Controlling the balance of their accelerating or slowing effects is essential, however, it is rather difficult because of the interdependence between many of these factors. The complexity comes from various phenomena: i) the hydrolytic degradation of poly(α-hydroxy acid)s that is auto-catalysed by carboxylic groups normally present at one chain end; ii) the diffusion of oligomeric degradation by-products within the amorphous phase of the matrix; iii) the solubility of the oligomers when they become small enough to be soluble in the surrounding liquid medium. Most important is the fact that degradation of copolymer main chains is not homogeneous, weaker zones being degraded preferentially with composition changes that leave the less degradable part as long lasting – and sometime inflammatory – crystalline residues13. This phenomenon accounts for the observation of successive inflammatory reactions with tissue-dependent time scales: one right after implantation as normal, one later on when soluble oligomers start being released from the matrix and a last one much later if tiny crystalline residues are formed. It is sometime claimed that released acidic compounds are the source of inflammation, despite the buffering effect of body fluids. A more credible alternative is a tissue reaction triggered by the release of soluble oligomers, given the fact that release stretches over weeks to months, and in some cases, years. Rapidly degrading PLAGAs are much more inflammatory than slowly degrading PLA100 (PLLA).

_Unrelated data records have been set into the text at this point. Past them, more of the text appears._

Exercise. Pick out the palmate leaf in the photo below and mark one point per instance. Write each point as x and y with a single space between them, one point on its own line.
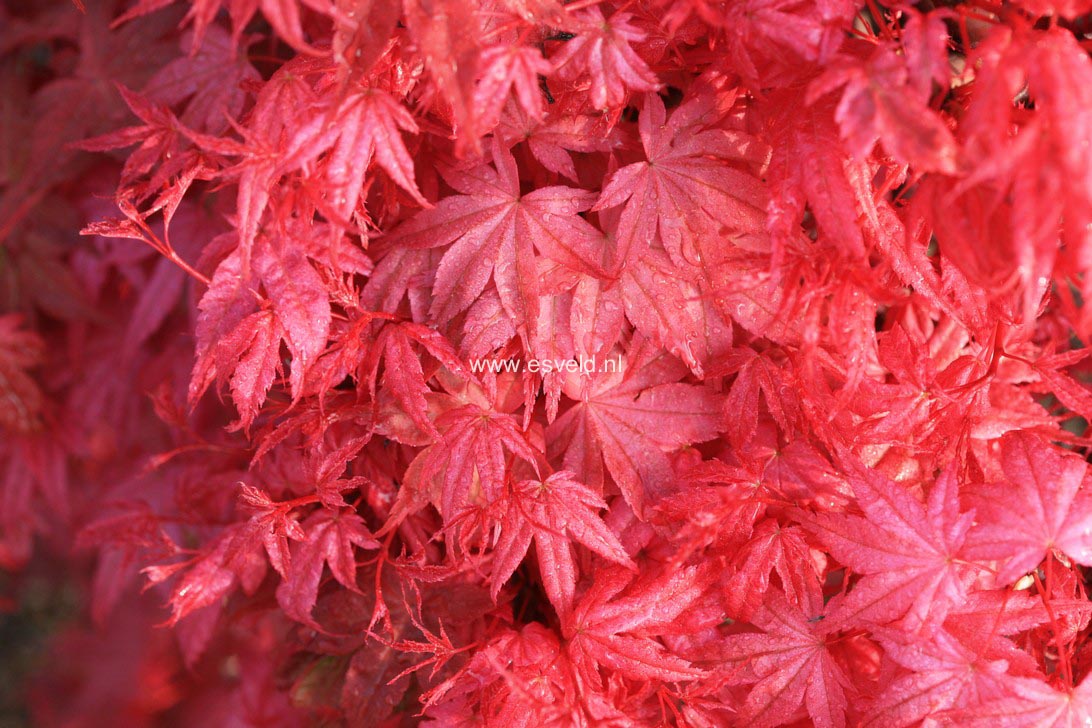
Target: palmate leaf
910 552
1043 504
495 231
556 513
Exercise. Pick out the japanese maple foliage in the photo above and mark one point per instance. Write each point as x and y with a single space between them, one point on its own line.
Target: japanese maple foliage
531 362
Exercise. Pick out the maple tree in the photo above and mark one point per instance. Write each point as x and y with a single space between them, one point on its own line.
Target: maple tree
829 263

Another striking feature of poly(α-hydroxy acid)s is the size-dependence of the degradation rate. Unexpectedly, the lifetime of thin or tiny devices is much greater than that of thick ones. This particularity was related to the fact that auto-catalysing soluble oligomers are released before total degradation from tiny matrices, whereas they are completely degraded before getting to the surface of thick matrices14. This is a general phenomenon that can be observed more or less in all hydrolytically degradable polymers, depending on the ratio between diffusion and hydrolysis rates. These phenomena are well documented in literature.

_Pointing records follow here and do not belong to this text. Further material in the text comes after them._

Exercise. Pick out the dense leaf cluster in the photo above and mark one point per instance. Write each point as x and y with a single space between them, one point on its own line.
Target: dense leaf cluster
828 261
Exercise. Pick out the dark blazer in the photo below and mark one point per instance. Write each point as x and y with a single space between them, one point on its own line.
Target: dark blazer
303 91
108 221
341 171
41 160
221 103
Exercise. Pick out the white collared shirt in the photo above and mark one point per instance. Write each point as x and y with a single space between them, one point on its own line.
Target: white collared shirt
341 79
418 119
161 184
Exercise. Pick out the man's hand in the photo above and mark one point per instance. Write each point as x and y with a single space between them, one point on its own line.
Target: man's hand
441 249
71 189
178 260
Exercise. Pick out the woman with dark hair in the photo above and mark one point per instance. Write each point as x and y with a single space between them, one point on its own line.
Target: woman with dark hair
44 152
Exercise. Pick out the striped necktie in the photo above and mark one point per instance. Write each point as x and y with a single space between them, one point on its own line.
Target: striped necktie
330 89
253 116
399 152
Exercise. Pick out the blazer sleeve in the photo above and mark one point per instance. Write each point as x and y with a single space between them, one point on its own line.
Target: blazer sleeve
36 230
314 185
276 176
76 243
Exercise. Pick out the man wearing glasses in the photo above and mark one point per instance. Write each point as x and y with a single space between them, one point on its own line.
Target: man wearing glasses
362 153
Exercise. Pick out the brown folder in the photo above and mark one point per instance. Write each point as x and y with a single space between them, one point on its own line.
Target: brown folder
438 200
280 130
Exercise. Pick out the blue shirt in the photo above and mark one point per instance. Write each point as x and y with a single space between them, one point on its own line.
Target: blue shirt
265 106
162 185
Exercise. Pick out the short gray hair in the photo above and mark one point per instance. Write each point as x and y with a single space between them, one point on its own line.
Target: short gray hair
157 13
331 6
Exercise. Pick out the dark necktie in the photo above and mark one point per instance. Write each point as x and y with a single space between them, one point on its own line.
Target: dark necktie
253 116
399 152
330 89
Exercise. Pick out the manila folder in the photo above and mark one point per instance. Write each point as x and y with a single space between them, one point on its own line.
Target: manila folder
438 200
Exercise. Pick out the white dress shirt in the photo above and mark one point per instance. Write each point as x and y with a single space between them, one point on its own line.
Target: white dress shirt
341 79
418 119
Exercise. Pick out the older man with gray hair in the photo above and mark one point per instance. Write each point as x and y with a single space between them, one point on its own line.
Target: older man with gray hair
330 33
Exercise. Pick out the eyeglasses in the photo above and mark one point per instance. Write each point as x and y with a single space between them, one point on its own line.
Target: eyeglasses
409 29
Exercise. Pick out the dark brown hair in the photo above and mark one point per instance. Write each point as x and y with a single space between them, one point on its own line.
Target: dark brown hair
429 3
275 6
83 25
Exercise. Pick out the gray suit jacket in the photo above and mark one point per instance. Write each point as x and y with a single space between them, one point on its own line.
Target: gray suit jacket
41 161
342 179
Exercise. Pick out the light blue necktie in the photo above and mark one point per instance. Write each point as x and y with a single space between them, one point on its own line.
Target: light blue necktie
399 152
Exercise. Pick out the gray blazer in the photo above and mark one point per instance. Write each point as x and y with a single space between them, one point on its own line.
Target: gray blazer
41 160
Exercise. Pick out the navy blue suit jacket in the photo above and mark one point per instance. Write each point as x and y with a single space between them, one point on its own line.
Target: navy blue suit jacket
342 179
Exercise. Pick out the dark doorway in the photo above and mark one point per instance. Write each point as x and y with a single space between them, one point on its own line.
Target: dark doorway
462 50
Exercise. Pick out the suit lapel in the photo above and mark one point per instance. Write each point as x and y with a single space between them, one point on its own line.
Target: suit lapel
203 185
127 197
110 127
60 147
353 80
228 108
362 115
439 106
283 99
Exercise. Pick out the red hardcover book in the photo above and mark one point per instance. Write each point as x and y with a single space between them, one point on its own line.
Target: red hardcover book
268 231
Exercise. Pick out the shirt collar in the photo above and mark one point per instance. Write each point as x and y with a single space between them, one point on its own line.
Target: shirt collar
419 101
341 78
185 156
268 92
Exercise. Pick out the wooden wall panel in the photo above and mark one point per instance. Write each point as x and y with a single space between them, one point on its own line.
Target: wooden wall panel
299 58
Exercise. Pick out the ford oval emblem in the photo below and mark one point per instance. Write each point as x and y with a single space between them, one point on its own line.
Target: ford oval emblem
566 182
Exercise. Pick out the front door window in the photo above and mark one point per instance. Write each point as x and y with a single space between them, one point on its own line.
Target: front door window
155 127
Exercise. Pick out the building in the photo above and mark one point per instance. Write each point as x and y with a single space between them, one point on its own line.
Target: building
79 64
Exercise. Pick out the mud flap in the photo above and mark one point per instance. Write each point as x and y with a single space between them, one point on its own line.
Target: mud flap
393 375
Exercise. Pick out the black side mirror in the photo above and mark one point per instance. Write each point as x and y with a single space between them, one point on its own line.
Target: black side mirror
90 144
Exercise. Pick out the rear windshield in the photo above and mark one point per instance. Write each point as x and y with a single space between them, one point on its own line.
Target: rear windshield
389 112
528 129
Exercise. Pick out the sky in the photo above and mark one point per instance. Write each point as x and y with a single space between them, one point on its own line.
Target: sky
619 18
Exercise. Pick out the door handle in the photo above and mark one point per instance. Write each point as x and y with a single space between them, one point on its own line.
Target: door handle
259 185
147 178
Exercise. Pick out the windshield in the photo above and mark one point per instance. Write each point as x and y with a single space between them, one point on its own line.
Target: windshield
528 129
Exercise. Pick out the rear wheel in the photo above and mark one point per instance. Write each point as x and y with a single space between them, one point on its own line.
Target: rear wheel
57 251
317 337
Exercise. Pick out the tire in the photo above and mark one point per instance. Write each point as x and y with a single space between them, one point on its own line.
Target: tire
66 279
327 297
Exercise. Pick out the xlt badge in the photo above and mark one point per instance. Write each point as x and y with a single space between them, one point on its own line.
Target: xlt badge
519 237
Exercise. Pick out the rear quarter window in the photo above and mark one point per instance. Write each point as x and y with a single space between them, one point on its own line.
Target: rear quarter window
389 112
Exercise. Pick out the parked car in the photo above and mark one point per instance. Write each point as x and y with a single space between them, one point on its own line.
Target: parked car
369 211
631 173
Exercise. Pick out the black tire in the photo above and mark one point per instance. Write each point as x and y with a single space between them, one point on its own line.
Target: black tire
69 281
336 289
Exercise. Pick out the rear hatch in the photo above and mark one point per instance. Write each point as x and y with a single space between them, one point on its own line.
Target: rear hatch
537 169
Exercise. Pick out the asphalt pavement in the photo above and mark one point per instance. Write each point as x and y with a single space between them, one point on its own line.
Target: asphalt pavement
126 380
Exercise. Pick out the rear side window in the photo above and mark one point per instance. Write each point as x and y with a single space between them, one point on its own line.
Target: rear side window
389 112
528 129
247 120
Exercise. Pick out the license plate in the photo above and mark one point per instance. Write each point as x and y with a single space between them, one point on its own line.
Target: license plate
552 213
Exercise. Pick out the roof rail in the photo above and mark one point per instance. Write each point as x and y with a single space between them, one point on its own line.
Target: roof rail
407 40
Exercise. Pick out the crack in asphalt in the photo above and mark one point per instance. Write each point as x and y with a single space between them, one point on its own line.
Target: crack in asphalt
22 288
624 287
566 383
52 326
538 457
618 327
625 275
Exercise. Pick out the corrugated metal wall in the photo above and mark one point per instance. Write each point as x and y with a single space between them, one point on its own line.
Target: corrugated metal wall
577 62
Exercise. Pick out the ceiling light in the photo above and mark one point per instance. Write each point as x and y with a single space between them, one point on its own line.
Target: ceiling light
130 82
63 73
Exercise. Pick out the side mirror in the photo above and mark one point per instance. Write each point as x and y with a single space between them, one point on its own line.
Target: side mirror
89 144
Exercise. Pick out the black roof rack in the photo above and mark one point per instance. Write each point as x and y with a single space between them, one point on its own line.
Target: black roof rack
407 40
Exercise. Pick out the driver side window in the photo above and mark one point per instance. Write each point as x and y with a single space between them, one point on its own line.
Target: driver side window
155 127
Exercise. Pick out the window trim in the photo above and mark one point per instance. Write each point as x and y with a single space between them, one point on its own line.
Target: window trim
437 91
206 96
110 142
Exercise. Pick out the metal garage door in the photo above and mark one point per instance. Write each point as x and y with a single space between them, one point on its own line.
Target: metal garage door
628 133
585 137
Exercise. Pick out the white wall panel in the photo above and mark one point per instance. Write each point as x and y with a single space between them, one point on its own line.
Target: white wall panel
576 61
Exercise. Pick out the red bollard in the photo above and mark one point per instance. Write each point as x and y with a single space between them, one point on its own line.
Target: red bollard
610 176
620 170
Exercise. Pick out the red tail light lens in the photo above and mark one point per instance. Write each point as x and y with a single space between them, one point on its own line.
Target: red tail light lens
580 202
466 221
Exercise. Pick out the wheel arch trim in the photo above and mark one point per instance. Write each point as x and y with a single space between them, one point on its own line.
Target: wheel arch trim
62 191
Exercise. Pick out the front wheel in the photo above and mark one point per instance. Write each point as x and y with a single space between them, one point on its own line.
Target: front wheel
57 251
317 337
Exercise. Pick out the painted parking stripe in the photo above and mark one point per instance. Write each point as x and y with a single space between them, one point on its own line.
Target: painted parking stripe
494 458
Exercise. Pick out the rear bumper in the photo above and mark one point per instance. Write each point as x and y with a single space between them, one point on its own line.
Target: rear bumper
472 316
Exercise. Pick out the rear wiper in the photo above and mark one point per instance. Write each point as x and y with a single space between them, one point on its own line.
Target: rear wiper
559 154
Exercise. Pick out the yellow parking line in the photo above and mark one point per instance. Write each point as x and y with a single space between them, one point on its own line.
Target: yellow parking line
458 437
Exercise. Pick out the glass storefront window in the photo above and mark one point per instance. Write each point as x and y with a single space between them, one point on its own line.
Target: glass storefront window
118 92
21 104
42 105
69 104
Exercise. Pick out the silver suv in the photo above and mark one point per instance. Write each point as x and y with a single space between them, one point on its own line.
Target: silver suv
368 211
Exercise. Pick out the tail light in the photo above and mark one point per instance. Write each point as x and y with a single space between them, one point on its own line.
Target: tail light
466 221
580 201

Insofar as actual therapeutic applications are concerned, sutures made of PLA, PLAGA, PDS, etc.; staples, pins and bone fracture fixation devices made of various PLAX stereocopolymers and PLAGA copolymers; interference screws made of PLAX and PLAGA sterocopolymers to fix autologous anterior cruciate ligament prostheses15; membranes made of PLAX stereocopolymers for guided tissue regeneration and orbital floors, are all marketed. The literature mentions many examples of numerous other devices that are still at the research level, degradable and bioresorbable stents are good examples16,17.
Conclusion
The biomaterials field has come a long way from its empirical beginnings. From this rapid survey of polymer degradation and degradable polymers one can conclude that degradation characteristics required by specific applications are rather difficult to fulfil. Therefore, there is no universal bioresorbable polymer. Each therapeutic problem requires a specific solution and a suitable compromise between the structural, chemical, physico-chemical as well as biological factors that can affect the degradation and the in vivo fate of a time-limited polymeric prosthesis. This is one of the reasons – if not the major one – that the number of commercially successful systems in medicine and in pharmacology is still rather small. To have a chance at developing a polymeric bioresorbable device up to commercialisation, it is essential to include in your strategy from the very beginning, biocompatibility, biofunctionality and bioresorbability requirements specific to and for the targeted applications.
Acknowledgements
The author is indebted to all his co-workers who contributed to bring the understanding of this field to its present stage.